The proportion of patients with ≥1 CTC was lower among patients with stage III than among patients with metastatic IBC (54.5% versus 84.3%; P = 0.0002); the proportion of patients with ≥5 CTCs was also lower for stage III than for metastatic IBC (19.5% versus 47.1%; P = 0.0004). Patients with fewer than five CTCs had significantly better progression-free survival (PFS) (hazard ratio (HR) = 0.60; P = 0.02) and overall survival (HR = 0.59; P = 0.03) than patients with five or more CTCs. Among patients with stage III IBC, there was a nonsignificant difference in PFS (HR = 0.66; 95% confidence interval (CI), 0.31 to 1.39; P = 0.29) and OS (HR = 0.54; 95% CI, 0.24 to 1.26; P = 0.48) in patients with no CTCs compared with patients with one or more CTCs. In multivariate analysis, CTC was prognostic for PFS and OS independent of clinical stage.
Kai, M., et al. (2015). Clinical characteristics and outcome of bone-only metastasis in inflammatory and noninflammatory breast cancers. Clinical Breast Cancer, 15(1), 37-42. Abstract below, free full text not available.
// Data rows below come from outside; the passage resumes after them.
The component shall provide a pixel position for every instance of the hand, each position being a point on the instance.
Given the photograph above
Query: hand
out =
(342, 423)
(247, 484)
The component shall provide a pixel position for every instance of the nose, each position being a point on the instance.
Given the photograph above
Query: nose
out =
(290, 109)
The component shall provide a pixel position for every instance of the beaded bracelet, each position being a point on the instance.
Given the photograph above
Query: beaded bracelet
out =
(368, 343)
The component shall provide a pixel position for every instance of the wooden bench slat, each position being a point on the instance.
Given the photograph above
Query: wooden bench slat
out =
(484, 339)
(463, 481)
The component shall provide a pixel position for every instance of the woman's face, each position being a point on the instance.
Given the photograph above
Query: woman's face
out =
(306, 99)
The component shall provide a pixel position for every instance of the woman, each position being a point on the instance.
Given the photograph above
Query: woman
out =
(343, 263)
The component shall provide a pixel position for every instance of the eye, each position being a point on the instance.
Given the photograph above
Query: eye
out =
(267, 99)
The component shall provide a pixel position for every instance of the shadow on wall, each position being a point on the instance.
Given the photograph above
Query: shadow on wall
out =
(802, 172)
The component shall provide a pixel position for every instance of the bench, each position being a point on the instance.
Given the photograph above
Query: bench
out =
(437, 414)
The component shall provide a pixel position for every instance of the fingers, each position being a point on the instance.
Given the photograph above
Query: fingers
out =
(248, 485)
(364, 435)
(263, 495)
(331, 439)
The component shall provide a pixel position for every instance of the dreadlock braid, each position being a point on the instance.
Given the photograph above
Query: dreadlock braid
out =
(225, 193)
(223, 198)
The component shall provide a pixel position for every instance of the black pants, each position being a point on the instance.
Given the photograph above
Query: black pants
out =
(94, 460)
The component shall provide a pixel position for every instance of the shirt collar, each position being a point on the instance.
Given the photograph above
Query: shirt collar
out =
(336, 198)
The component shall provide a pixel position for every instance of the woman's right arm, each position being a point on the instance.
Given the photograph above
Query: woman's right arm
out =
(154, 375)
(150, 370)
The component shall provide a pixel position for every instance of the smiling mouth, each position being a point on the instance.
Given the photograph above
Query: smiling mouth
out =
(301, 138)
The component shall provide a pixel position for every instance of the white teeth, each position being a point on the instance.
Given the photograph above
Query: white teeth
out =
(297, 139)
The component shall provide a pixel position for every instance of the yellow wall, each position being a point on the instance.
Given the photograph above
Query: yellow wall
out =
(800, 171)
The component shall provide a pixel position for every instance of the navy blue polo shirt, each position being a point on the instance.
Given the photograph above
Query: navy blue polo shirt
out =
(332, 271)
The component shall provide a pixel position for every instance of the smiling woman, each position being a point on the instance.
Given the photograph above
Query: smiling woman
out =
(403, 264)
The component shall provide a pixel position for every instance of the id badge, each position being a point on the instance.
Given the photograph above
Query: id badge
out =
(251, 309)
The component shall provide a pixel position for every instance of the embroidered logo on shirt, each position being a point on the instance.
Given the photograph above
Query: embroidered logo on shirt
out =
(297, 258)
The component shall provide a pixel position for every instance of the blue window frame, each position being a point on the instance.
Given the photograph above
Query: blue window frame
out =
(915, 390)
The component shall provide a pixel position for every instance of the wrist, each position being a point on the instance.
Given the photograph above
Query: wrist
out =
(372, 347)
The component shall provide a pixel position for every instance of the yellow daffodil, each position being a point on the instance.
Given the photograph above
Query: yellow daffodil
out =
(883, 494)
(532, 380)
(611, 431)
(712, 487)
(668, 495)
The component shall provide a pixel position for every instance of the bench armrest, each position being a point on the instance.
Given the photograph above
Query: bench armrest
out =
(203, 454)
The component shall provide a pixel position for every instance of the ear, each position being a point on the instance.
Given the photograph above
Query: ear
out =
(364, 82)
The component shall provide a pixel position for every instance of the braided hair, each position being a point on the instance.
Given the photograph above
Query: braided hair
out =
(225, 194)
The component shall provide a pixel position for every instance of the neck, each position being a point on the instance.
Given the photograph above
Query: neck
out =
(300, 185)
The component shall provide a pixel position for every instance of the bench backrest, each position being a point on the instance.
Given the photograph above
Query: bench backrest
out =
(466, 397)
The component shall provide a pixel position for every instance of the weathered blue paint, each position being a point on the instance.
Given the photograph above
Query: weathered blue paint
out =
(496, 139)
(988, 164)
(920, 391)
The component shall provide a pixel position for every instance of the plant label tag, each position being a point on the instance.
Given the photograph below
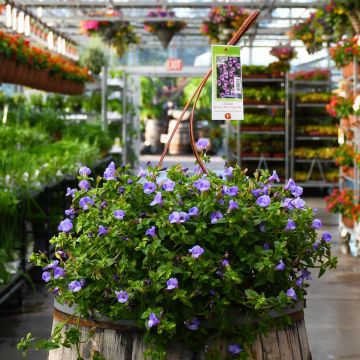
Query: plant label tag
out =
(227, 91)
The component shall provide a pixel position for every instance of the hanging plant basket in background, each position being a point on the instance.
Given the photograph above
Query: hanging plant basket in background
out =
(164, 30)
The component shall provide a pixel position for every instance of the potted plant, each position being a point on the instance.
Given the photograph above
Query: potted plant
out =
(222, 22)
(166, 29)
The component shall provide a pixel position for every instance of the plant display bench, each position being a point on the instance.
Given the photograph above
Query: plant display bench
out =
(117, 340)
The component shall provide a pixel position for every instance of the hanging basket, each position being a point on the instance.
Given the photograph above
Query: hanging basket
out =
(165, 36)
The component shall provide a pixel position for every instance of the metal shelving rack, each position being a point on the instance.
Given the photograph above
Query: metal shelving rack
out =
(296, 139)
(262, 160)
(352, 235)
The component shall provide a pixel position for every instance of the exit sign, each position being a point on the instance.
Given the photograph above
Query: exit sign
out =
(174, 64)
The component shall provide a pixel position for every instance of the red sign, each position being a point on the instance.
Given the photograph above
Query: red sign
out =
(173, 64)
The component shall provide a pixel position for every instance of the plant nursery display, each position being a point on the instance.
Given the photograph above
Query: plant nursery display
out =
(164, 30)
(222, 22)
(38, 68)
(145, 247)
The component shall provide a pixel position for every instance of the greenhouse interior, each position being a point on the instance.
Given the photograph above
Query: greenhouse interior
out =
(206, 155)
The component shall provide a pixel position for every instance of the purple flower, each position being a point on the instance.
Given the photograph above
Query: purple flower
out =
(288, 204)
(280, 266)
(110, 172)
(102, 230)
(202, 185)
(298, 203)
(52, 266)
(194, 211)
(297, 191)
(232, 191)
(85, 202)
(149, 187)
(326, 236)
(290, 225)
(233, 205)
(234, 349)
(263, 201)
(274, 177)
(196, 251)
(153, 320)
(59, 272)
(169, 185)
(151, 232)
(65, 226)
(192, 324)
(84, 171)
(157, 199)
(76, 285)
(46, 276)
(119, 214)
(202, 144)
(316, 224)
(122, 296)
(70, 192)
(229, 171)
(215, 216)
(174, 218)
(256, 192)
(84, 185)
(291, 293)
(172, 284)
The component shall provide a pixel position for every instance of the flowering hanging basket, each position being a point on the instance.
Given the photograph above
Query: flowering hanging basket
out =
(190, 257)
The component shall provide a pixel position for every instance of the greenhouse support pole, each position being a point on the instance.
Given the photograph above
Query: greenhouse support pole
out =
(104, 122)
(124, 122)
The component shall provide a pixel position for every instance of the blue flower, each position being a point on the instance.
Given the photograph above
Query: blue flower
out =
(215, 216)
(280, 266)
(316, 224)
(202, 185)
(291, 293)
(119, 214)
(326, 236)
(122, 296)
(234, 349)
(46, 276)
(169, 185)
(157, 199)
(151, 232)
(263, 201)
(274, 177)
(85, 202)
(84, 185)
(202, 144)
(192, 324)
(290, 225)
(110, 172)
(153, 320)
(65, 226)
(196, 251)
(84, 171)
(149, 187)
(194, 211)
(172, 284)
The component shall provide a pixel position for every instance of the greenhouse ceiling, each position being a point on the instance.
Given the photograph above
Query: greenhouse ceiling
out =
(275, 19)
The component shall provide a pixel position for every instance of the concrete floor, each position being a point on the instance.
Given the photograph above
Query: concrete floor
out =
(332, 315)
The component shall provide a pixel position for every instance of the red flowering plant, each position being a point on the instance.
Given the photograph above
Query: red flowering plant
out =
(145, 247)
(344, 51)
(343, 202)
(222, 22)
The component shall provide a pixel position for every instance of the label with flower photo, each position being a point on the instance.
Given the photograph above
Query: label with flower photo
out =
(227, 90)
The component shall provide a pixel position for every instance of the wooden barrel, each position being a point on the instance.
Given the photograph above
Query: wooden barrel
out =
(153, 130)
(121, 340)
(181, 141)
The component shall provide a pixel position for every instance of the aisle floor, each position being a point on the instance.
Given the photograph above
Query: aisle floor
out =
(332, 315)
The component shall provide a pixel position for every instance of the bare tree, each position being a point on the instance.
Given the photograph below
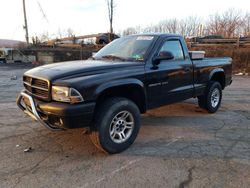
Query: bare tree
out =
(246, 25)
(229, 24)
(110, 4)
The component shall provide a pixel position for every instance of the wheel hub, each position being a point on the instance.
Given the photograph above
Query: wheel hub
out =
(121, 127)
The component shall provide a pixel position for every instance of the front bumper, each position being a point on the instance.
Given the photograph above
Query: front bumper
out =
(56, 115)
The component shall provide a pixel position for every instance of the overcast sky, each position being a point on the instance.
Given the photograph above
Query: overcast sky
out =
(91, 16)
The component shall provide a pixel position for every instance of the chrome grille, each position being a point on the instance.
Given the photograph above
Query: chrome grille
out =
(37, 87)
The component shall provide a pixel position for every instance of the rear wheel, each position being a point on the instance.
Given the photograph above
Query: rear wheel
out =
(211, 100)
(117, 124)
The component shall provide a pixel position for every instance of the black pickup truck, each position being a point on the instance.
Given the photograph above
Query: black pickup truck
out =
(108, 92)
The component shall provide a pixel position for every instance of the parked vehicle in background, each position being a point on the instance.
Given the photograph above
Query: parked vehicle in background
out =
(123, 80)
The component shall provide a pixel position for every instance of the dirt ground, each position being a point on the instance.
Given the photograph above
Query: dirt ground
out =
(178, 146)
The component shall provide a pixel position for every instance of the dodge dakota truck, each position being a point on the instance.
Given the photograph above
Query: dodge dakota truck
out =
(108, 92)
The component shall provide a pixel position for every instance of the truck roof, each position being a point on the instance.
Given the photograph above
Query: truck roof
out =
(159, 34)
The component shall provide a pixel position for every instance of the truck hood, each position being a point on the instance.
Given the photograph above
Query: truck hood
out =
(72, 69)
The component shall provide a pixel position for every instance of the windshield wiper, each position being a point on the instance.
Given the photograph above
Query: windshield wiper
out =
(113, 57)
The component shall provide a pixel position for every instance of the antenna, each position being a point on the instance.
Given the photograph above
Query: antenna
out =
(25, 23)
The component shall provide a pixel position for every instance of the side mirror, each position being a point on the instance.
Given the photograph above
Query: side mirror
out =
(164, 55)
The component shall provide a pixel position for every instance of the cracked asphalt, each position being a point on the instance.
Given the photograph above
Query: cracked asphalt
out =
(178, 145)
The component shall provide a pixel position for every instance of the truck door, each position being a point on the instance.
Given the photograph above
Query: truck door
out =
(176, 75)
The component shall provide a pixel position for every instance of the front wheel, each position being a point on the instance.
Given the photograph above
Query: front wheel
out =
(117, 123)
(211, 100)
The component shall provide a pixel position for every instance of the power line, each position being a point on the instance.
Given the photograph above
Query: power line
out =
(41, 10)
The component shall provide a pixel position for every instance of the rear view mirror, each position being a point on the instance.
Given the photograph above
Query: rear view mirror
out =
(164, 55)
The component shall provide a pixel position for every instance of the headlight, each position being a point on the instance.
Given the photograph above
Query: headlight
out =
(65, 94)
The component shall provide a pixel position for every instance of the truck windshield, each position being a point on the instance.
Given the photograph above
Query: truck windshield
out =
(132, 48)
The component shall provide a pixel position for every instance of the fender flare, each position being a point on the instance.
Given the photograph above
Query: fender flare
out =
(117, 83)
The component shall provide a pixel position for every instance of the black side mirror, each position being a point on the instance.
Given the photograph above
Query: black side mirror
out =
(164, 55)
Inflammatory breast cancer is a rare and aggressive presentation of breast cancer. Bone is a common metastatic site in breast cancer, and bone-only metastatic disease is clinically considered to have a better prognosis than visceral metastasis. However, bone-only metastasis in IBC (bone-only IBC) has not been compared with bone-only metastasis in non-IBC (bone-only non-IBC) in terms of clinical features and outcome. Because of the intrinsically aggressive nature of IBC, we hypothesized that bone-only IBC has a poorer prognosis than does bone-only non-IBC.
PATIENTS AND METHODS:
We retrospectively identified patients with stage III primary diagnosed breast cancer who, between January 1997 and December 2012, had a first recurrence located only in the bone. Among the 197 patients that we defined as a study cohort, 50 patients had IBC and 147 patients had non-IBC. Progression-free survival (PFS) and overall survival (OS) from the date of recurrence were estimated using the Kaplan-Meier method, and patient characteristic groups were compared using the log-rank test.
OS did not differ significantly between the 2 groups (P = .2467), but a shorter PFS was seen in patients with bone-only IBC than in patients with bone-only non-IBC (P = .0357). Among patients with estrogen receptor (ER)-positive disease, a much shorter PFS was seen in bone-only IBC than in bone-only non-IBC (P = .0159).
Bone-only IBC has a poorer prognosis than does bone-only non-IBC, particularly in those with ER-positive tumors. We might need to consider more aggressive intervention (eg, chemotherapy) for IBC patients with ER-positive bone-only metastatic disease.